Tuesday, 26 June 2012

Subliminal messages

To be able to do something properly, you need to be able to do it without consciously thinking about it.


So my job is sometimes to talk (and get my pupil to talk) about any old bollocks as long as it's nothing to do with the task at hand.

Hence, we might be driving down the road, and dealing with stuff, and if my pupil can do that while talking about football or the film they watched last night or whatever, that tells me a lot about where they're really up to.

And so it was that yesterday, my pupil, Ben, was driving home through Tranmere. It was about quarter past six in the evening.

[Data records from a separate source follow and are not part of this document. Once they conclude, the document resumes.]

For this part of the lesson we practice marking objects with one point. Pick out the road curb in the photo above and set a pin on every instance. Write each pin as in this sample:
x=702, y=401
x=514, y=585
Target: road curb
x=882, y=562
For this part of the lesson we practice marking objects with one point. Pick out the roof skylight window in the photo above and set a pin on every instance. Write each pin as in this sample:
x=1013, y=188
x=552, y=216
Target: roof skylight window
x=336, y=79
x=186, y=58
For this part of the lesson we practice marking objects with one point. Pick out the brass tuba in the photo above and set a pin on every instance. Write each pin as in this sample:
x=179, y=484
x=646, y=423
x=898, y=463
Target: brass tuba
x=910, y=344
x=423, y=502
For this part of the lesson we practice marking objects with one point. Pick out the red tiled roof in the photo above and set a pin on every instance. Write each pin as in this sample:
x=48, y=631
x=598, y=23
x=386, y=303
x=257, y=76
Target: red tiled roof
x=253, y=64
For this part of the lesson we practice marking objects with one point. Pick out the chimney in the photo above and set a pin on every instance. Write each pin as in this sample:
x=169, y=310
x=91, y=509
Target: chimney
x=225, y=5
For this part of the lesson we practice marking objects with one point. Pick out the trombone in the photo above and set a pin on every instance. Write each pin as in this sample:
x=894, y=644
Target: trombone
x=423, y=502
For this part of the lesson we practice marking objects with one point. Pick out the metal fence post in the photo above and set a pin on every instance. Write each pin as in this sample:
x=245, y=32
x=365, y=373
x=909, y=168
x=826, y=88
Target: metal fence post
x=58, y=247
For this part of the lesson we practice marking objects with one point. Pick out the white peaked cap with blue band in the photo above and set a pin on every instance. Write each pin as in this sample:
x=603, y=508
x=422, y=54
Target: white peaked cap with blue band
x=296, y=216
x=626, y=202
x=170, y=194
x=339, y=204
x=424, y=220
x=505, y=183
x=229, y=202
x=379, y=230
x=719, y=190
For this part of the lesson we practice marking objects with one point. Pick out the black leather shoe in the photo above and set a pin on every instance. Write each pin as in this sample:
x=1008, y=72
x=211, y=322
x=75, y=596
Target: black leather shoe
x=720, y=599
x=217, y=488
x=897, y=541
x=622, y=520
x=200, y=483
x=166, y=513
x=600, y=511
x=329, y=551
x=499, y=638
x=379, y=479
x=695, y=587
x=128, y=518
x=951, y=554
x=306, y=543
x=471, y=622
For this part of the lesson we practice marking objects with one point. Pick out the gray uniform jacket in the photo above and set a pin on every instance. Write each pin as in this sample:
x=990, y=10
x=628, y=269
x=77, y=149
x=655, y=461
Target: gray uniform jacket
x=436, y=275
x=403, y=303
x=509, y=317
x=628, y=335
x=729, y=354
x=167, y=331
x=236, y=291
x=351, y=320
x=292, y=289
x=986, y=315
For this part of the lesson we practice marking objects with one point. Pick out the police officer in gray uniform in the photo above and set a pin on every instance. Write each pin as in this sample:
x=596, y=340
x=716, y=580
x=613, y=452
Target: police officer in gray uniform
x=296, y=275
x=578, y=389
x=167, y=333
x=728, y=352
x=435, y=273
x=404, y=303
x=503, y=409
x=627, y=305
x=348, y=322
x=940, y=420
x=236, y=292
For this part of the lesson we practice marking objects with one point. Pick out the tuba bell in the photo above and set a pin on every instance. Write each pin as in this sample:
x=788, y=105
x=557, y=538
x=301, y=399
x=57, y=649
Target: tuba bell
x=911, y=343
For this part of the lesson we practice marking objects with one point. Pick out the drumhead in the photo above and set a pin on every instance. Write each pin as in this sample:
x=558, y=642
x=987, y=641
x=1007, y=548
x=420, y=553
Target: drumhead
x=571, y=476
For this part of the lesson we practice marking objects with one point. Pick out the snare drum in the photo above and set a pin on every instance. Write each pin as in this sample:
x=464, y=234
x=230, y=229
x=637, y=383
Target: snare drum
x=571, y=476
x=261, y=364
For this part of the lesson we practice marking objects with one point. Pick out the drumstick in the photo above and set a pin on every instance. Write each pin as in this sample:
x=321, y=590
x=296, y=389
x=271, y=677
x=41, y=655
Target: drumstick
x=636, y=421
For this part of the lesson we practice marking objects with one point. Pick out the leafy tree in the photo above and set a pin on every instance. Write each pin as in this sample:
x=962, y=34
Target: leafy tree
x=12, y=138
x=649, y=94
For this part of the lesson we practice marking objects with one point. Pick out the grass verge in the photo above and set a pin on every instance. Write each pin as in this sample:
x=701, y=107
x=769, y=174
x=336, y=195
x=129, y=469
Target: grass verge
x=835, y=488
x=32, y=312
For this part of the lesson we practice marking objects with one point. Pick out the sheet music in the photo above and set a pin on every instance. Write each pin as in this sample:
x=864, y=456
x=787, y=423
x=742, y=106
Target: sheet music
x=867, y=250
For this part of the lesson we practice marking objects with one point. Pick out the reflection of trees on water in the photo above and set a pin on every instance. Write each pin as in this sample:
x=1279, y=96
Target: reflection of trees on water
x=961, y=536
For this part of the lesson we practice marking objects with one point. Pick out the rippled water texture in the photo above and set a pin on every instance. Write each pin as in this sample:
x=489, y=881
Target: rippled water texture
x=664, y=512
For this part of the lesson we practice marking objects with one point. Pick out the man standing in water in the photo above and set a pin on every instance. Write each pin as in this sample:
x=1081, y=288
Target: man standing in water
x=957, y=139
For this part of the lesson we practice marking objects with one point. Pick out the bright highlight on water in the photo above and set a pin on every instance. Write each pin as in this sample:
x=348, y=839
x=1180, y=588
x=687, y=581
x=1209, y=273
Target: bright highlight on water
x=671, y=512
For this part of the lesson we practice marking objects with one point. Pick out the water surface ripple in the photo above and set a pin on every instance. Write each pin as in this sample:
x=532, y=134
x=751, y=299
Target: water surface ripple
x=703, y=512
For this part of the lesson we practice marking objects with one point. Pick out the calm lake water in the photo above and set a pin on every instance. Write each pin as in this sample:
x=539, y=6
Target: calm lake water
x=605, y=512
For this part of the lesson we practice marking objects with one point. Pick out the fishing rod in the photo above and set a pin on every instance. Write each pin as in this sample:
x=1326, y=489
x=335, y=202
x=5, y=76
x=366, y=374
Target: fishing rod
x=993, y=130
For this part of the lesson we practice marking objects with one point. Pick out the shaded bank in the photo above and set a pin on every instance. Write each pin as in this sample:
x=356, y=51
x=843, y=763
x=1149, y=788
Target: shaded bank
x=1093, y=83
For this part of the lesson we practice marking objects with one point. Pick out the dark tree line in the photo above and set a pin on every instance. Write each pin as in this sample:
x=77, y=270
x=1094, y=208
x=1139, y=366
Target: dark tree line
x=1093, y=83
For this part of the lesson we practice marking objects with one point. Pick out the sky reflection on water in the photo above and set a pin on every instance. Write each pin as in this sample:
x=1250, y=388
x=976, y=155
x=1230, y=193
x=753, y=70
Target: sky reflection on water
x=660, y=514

"What would you like for tea?" I asked him.

Ben wasn't sure.

"In the best of all possible worlds", I added.

Ben was still uncertain. We drove along a bit further.

Eventually, he announced that he'd quite like Pizza.

We'd just driven past this defaced hoarding:

Ben, who'd been unconsciously, but diligently reading the road ahead, while consciously contemplating what he'd enjoy eating, was astounded when I pointed out what he'd just passed.

driving lessons in Wallasey?

Update: The hoarding wasn't defaced at all. It was cunningly done that way to make people look at it. Just in case we weren't already aware of them.

I will definately not be buying my car insurance from these annoying bastards.